My grandmother, a widow, didn’t like it much when her youngest later went off to train to be a nurse in England and she kept her room in their Dublin flat much the same for years afterwards.
Once, my granny took to her bed with the flu – actually what had been my aunt’s bed because it was out of the way of drafts. The doctor that made the house call was shocked to see a small, fully gray-haired, bespectacled woman in her 60s with a large poster of Ernesto “Che” Guevara on the wall behind her.
“You’re not a fan of that man, are you?” said the MD, who was known to be a person of firmly conservative views.
“Oh, yes! I am,” my granny replied.
All of this was brought back to mind by the hullabaloo over the plan to commemorate with a statue the Argentinean-born revolutionary, himself a medical doctor, in his ancestral Galway (of course, he had several other ancestral places).
It’s easy, perhaps, at the distance of several thousand miles and four or five decades to take a misty-eyed view of revolution. Having said that, some of the critiques have been somewhat over the top, with people laying everything they don’t like about Fidel Castro’s Cuba, and much more, at the door of Che Guevara.
It’s certainly true that Guevara came from the you-can’t-make-an-omelet-without-breaking-a-few-eggs school of revolution. Castro’s government executed several hundred people in its early years. Che oversaw 100 or more of the executions and some say there was little due process. His American biographer Jon Lee Anderson, on the other hand, said that he never heard anybody say that any of the dead was innocent of their alleged crimes.

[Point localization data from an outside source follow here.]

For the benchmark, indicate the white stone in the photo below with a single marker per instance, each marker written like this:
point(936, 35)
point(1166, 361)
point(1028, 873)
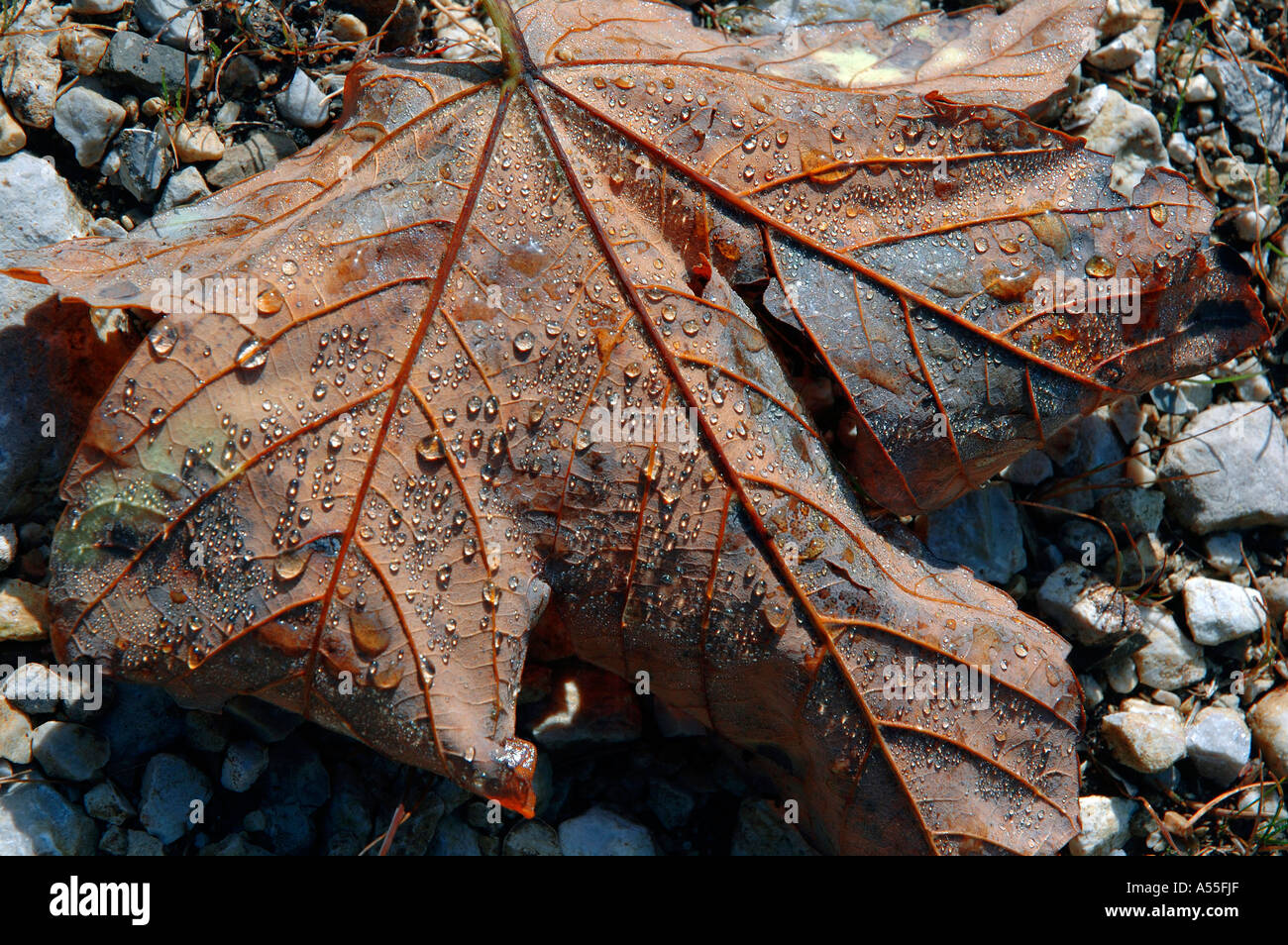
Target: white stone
point(1180, 149)
point(1122, 52)
point(301, 102)
point(1085, 606)
point(1228, 471)
point(1219, 612)
point(1219, 743)
point(1168, 660)
point(1199, 89)
point(1145, 737)
point(1131, 136)
point(174, 22)
point(197, 142)
point(12, 137)
point(1106, 824)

The second more general criticism of Guevara was that he simplistically believed that the Cuban model of attaining power could be applied elsewhere. He gave up the trappings of power – it’s part of his great appeal – and in the process, critics say, became a pied piper that led thousands of naïve and idealistic young people, many of them from middle-class backgrounds like himself, to their doom – which was to be cut down by ruthless dictatorships in countries such as his own Argentina.
Outside of Latin America, though, and in Europe in particular, it was different. Che, in life a doctrinaire Marxist, was in death almost a generic symbol of defiance and a not very threatening one at that. His image became, as time went on, a bland statement on behalf of social justice and equality – but obviously a statement nonetheless.
My grandmother ran her own small business and was a political moderate, unlike my left-wing grandfather. However, once in a while she liked to stir things up and certainly, in the above-mentioned incident, she welcomed the opportunity to put a member of the professional classes in his place.
It’s that generic Che – the symbol of the fight against oppression and endemic poverty – that people in Galway would like to commemorate. They don’t mean to upset anyone whose family has suffered at the hands of a police state; but nor, I suspect, are they going to be told what they can or can’t do.